Question

ABCD and EFGC are squares and the curve y = k√x passes through the origin D and the points B and F. The ratio $\frac{FG}{BC}$ is -

• A. $\frac{\sqrt{5}+1}{2}$
• B. $\frac{\sqrt{3}+1}{2}$
• C. $\frac{\sqrt{5}+1}{4}$
• D. $\frac{\sqrt{3}+1}{4}$

Answer 1

Answer: (A)

$\frac{\sqrt{5}+1}{2}$

Answer 2

Let the side length of square ABCD be $s_1$ and the side length of square EFGC be $s_2$. Since D is the origin (0,0) and ABCD is a square with C on the x-axis, the coordinates are D(0,0), C($s_1$, 0), B($s_1$, $s_1$), and A(0, $s_1$). Thus, BC = $s_1$. Since EFGC is a square with GC on the x-axis and G to the right of C, the coordinates are G($s_1+s_2$, 0), F($s_1+s_2$, $s_2$), and E($s_1$, $s_2$). Thus, FG = $s_2$.

The curve $y = k\sqrt{x}$ passes through D(0,0), B($s_1$, $s_1$), and F($s_1+s_2$, $s_2$).

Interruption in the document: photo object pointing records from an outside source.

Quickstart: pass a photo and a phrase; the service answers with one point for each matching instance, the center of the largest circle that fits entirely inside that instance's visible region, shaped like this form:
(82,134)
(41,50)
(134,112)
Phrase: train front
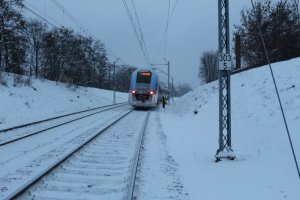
(143,88)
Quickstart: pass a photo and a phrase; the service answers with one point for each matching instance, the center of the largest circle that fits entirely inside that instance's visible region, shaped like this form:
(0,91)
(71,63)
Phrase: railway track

Since B($s_1$, $s_1$) is on the curve: $s_1 = k\sqrt{s_1}$ Squaring both sides, $s_1^2 = k^2 s_1$. Since $s_1 > 0$, we get $s_1 = k^2$, which means $k = \sqrt{s_1}$ (assuming $k>0$ from the graph).

Since F($s_1+s_2$, $s_2$) is on the curve: $s_2 = k\sqrt{s_1+s_2}$ Substitute $k = \sqrt{s_1}$: $s_2 = \sqrt{s_1}\sqrt{s_1+s_2}$ Squaring both sides: $s_2^2 = s_1(s_1+s_2)$ $s_2^2 = s_1^2 + s_1 s_2$ Rearranging the terms, we get a quadratic equation in $s_2$: $s_2^2 - s_1 s_2 - s_1^2 = 0$

We need to find the ratio $\frac{FG}{BC} = \frac{s_2}{s_1}$. Let $r = \frac{s_2}{s_1}$. Divide the equation by $s_1^2$: $(\frac{s_2}{s_1})^2 - \frac{s_1 s_2}{s_1^2} - \frac{s_1^2}{s_1^2} = 0$ $r^2 - r - 1 = 0$

Using the quadratic formula to solve for $r$: $r = \frac{-(-1) \pm \sqrt{(-1)^2 - 4(1)(-1)}}{2(1)}$ $r = \frac{1 \pm \sqrt{1+4}}{2}$ $r = \frac{1 \pm \sqrt{5}}{2}$

Since $s_1$ and $s_2$ are lengths, they are positive, so their ratio $r$ must be positive. Therefore, we take the positive root: $r = \frac{1+\sqrt{5}}{2}$

The ratio $\frac{FG}{BC} = \frac{s_2}{s_1} = \frac{1+\sqrt{5}}{2}$.